# Eighth Epistle of Sheba



## Arianwen (Jun 3, 2012)

There have been some interesting events in the Queendom lately. 

The first concerned a cat carrier. We have several of them – one large enough to carry two cats in comfort or one giant idiot. Personally I think that the servants should purchase a container lorry for the occasions when he needs to be transported – or, if they make them, a tiger carrier might be useful. 
One of the carriers is normally kept on the landing where it serves as a bed for those occasions when one of the rest of us want to sleep without the danger of being run into by a manic twin.

The appearance of a carrier downstairs usually means one of three things:
1.	Someone has to go to the vet. At the faintest possibility that it might be her, Tabitha disappears at a speed that would leave a cheetah panting. Becky on the other hand, fights both servants until they are panting and then only enters backwards whilst hissing curses. It is easy to get the giant idiot in – a few cat biscuits and he loses the little sense he has.
2.	We are about to get a new family member. A clear sign of this is either a new blanket or an old one that has been pre-scented by the cat who is about to join us.
3.	It is disappearing for a short while and will return smelling of a small dog. We have never seen this dog and we don’t really know why it keeps going in our carrier. Our dog cannot get more than her head inside so something must have happened to make this other dog shrink.

On this occasion it and the servants disappeared for several hours and when they returned, it was put out in the garden instead of being returned to its rightful place. One servant seemed to be washing the carrier and one seemed to be gingerly taking the blanket to the washing machine. We were not sure what was happening. 

When the carrier was returned indoors we were obliged to investigate. As a result of our investigations I can categorically state that it is impossible for nine cats to fit in the same carrier simultaneously so we had to take it in turns to investigate the interior or the exterior. 

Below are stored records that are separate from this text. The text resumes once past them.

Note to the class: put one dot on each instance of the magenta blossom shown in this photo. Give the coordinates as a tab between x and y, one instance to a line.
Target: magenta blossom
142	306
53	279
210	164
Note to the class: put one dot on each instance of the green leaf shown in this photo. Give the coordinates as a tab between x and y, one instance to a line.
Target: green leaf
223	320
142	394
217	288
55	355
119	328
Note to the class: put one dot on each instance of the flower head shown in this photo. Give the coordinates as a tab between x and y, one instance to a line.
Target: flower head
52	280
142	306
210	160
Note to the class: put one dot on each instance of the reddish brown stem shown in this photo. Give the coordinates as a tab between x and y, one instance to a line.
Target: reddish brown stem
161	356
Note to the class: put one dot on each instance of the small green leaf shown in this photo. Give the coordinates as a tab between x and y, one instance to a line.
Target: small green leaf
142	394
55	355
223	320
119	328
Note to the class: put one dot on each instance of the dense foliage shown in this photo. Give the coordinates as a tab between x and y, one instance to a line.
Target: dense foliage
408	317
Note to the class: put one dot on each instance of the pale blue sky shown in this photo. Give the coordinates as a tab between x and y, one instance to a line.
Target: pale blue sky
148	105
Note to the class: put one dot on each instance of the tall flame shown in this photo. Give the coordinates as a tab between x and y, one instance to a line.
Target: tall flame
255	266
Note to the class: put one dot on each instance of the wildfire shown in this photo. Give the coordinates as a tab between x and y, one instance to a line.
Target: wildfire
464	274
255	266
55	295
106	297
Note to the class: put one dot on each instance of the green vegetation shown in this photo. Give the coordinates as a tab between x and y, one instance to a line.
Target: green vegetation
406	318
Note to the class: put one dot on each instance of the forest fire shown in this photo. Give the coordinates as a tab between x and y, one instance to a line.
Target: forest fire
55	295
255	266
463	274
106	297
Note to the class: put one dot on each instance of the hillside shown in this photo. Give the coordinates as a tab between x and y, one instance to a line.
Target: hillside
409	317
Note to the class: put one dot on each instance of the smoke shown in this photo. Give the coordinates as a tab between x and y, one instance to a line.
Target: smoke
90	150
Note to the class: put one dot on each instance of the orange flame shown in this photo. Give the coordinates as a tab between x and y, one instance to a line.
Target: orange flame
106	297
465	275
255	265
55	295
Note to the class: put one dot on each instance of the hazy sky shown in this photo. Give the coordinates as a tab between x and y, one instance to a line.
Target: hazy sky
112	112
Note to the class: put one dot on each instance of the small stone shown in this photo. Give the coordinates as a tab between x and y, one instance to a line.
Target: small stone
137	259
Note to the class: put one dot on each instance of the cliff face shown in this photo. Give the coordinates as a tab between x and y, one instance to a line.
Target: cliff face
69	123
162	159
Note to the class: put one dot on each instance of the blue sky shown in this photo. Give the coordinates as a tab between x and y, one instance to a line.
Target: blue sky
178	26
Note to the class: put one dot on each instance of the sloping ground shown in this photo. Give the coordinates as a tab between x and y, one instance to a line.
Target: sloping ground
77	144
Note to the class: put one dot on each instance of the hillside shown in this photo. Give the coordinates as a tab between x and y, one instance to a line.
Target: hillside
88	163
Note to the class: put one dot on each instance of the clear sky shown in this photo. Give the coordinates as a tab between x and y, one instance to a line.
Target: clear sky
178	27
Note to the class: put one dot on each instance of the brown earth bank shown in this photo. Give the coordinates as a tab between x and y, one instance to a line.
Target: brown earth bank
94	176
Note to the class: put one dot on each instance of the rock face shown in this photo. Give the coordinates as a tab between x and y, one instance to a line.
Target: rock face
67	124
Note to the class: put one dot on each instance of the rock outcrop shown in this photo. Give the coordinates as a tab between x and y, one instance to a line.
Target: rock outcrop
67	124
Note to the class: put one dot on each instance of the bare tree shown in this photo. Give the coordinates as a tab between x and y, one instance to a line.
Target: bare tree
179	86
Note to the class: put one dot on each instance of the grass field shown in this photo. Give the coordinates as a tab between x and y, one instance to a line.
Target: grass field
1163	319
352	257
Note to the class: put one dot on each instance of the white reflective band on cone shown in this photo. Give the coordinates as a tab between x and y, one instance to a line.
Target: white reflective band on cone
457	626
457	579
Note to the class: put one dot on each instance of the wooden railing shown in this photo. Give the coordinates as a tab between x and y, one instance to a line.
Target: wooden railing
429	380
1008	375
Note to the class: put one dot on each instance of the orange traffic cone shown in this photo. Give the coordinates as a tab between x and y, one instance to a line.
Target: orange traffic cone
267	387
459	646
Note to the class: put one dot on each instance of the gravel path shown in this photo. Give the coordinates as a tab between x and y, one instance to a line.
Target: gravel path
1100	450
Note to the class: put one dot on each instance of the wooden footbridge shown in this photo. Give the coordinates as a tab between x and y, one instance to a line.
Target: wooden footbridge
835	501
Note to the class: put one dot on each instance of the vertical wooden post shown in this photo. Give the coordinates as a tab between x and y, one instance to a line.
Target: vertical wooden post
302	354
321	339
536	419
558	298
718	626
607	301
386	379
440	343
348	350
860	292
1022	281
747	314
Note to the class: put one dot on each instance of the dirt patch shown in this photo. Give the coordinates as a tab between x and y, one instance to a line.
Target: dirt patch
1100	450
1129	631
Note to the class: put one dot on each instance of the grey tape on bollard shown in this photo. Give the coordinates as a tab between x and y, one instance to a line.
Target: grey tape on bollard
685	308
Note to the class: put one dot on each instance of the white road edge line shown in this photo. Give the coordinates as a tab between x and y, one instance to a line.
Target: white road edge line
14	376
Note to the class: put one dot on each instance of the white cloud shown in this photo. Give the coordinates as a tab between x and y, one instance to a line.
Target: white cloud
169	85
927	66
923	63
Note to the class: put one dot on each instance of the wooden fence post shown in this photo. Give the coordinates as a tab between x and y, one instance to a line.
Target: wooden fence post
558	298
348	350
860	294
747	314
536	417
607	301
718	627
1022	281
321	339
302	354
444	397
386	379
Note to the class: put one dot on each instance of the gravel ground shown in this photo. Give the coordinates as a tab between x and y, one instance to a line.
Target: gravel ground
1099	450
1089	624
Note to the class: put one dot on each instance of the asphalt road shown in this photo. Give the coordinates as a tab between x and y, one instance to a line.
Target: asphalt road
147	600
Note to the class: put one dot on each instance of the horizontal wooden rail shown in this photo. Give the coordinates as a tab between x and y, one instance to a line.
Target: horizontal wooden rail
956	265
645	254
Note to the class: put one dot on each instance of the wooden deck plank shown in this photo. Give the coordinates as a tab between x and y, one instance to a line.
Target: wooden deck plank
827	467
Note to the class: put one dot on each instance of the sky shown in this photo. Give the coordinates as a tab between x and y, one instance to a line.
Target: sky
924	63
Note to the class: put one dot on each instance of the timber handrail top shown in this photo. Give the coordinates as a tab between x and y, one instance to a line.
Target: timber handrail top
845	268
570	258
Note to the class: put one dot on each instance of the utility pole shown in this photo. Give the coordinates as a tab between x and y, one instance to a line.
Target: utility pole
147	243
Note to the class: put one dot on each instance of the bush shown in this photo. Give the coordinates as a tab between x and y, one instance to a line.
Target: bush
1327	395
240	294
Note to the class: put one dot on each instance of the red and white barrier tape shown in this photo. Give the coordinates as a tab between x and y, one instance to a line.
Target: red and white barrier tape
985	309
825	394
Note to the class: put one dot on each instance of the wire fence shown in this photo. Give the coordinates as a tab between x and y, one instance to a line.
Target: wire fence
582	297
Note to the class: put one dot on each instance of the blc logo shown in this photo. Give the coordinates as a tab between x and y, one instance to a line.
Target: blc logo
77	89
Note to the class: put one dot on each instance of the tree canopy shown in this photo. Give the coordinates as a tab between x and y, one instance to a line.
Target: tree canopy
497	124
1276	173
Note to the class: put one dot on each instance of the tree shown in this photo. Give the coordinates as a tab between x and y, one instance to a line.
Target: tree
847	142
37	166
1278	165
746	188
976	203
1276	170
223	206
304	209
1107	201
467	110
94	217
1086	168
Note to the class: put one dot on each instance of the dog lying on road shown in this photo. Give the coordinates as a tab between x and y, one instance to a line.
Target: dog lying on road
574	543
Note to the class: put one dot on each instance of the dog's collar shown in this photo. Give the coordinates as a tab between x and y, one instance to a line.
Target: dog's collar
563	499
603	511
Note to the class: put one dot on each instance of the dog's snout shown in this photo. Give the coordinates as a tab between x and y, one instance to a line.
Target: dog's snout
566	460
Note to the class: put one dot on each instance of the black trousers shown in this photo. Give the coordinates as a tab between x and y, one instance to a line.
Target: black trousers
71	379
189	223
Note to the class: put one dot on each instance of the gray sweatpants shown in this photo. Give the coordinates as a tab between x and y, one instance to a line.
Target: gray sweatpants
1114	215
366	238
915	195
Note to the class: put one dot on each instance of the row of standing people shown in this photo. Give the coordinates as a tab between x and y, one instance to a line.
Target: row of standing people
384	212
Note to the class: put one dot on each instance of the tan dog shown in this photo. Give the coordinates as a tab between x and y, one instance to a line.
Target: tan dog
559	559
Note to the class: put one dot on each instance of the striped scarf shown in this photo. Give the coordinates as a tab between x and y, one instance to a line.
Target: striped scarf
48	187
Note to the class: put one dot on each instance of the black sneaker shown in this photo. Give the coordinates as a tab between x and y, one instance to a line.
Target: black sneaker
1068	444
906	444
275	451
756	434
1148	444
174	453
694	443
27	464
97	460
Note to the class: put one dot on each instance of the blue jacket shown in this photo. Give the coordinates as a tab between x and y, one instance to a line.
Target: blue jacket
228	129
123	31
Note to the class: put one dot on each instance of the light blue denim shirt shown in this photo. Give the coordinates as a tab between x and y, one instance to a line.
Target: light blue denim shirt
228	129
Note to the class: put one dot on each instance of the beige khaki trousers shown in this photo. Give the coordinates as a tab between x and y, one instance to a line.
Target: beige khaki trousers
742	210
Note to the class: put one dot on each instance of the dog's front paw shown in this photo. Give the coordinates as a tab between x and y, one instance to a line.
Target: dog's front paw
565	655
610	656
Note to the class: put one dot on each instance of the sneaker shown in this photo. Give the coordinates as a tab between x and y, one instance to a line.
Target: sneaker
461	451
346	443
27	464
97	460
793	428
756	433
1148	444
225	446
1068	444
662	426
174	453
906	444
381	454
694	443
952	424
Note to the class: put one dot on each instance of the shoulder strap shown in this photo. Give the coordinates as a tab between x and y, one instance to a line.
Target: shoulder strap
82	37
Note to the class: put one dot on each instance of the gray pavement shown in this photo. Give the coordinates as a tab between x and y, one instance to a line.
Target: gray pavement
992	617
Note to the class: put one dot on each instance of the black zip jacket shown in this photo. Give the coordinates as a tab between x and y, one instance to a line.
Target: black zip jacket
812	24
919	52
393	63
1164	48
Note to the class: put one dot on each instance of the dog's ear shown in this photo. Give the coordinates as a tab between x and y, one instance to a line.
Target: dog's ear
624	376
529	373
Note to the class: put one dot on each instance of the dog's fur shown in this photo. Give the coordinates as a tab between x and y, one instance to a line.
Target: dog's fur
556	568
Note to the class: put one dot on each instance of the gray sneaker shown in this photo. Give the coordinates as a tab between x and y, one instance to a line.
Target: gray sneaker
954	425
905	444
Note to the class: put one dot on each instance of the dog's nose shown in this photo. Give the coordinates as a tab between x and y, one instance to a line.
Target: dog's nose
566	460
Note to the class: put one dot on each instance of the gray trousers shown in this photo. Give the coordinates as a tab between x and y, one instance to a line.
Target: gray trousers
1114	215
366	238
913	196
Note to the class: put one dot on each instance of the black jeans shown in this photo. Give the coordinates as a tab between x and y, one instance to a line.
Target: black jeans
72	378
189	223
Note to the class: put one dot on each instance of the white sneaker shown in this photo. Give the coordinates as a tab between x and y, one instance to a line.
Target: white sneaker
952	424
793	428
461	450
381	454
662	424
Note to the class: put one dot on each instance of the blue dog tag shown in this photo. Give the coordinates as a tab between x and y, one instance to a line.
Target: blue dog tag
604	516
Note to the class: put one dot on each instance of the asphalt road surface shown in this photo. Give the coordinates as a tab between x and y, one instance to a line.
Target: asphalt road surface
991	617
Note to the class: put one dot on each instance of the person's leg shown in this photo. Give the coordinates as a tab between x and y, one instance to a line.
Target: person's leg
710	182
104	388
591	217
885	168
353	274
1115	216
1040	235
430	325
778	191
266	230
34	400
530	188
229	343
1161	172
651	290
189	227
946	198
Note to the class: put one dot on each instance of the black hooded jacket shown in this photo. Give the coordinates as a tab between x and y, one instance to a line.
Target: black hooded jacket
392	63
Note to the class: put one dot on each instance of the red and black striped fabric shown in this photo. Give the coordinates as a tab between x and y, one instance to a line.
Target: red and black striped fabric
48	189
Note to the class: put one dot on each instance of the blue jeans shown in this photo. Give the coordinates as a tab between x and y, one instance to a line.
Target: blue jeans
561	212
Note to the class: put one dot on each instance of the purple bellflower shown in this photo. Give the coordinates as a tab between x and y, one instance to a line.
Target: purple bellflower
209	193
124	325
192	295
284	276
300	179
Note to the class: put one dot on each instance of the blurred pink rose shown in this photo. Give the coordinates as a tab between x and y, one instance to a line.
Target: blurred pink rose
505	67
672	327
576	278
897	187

Under the overpowering scent of disinfectant, was the aroma of a strange cat. There was also the strong suspicion that she had vomited in our carrier. It is very bad manners to visit someone else’s carrier in order to be sick in it. 

There was a brief suspicion that the servants had gone mad and were kidnapping cats in order to release them in our garden but it turned out that they had actually delivered this cat from the Hotel where we all came from to someone else’s house for them. I hope they were paid suitably for being taxi drivers for a travel sick feline – a thousand cans of tuna sounds reasonable.

The other interesting event was what is called a “birthday”. These are not as good as a Christmas but they have a lot of merits. They are a celebration where one servant buys the other servant presents which are ultimately for us which is a very nice custom. 

On this occasion we were the recipients of a leopard spotted cat tower with lots of scratching posts, areas for lying down, a dangly ball and two things to hit that look like fur covered alien antennae and spring back quite dramatically. If you are really lucky you can see a twin being hit on the nose by one of them.

We now also have an equally spotty pyramid in which to curl up. The rest of us don’t have any problems but the giant idiot makes it turn upside down every time he gets in. If he had been an ancient Egyptian architect, heaven only knows what shape their pyramids would have ended up.

The royal dog has acquired a new hollow rubber ball that food can be put inside. Since she eats more quickly than...... than...... actually there isn’t ANYTHING that eats more quickly than our dog, it is a good idea. Otherwise she has ambitions to eat our food. She also has ambitions to eat the servants’ food, horse droppings, pea pods and the variety of litter that the servants no longer use. 

That is all I have time for at present. I have some ears to wash and they aren’t going to clean themselves.


----------



## 10cats2dogs (Jun 16, 2013)

Rofl! Awesome Pawsome!!:d


----------



## spirite (Jul 31, 2012)

Oh, I hadn't seen the new epistles! I just love reading these - they always put a smile on my face. One of these days, Sheba will need to post a video of Baz in the pyramid, showing us all what the ancient Egyptians would have done had they been his ancestors!


----------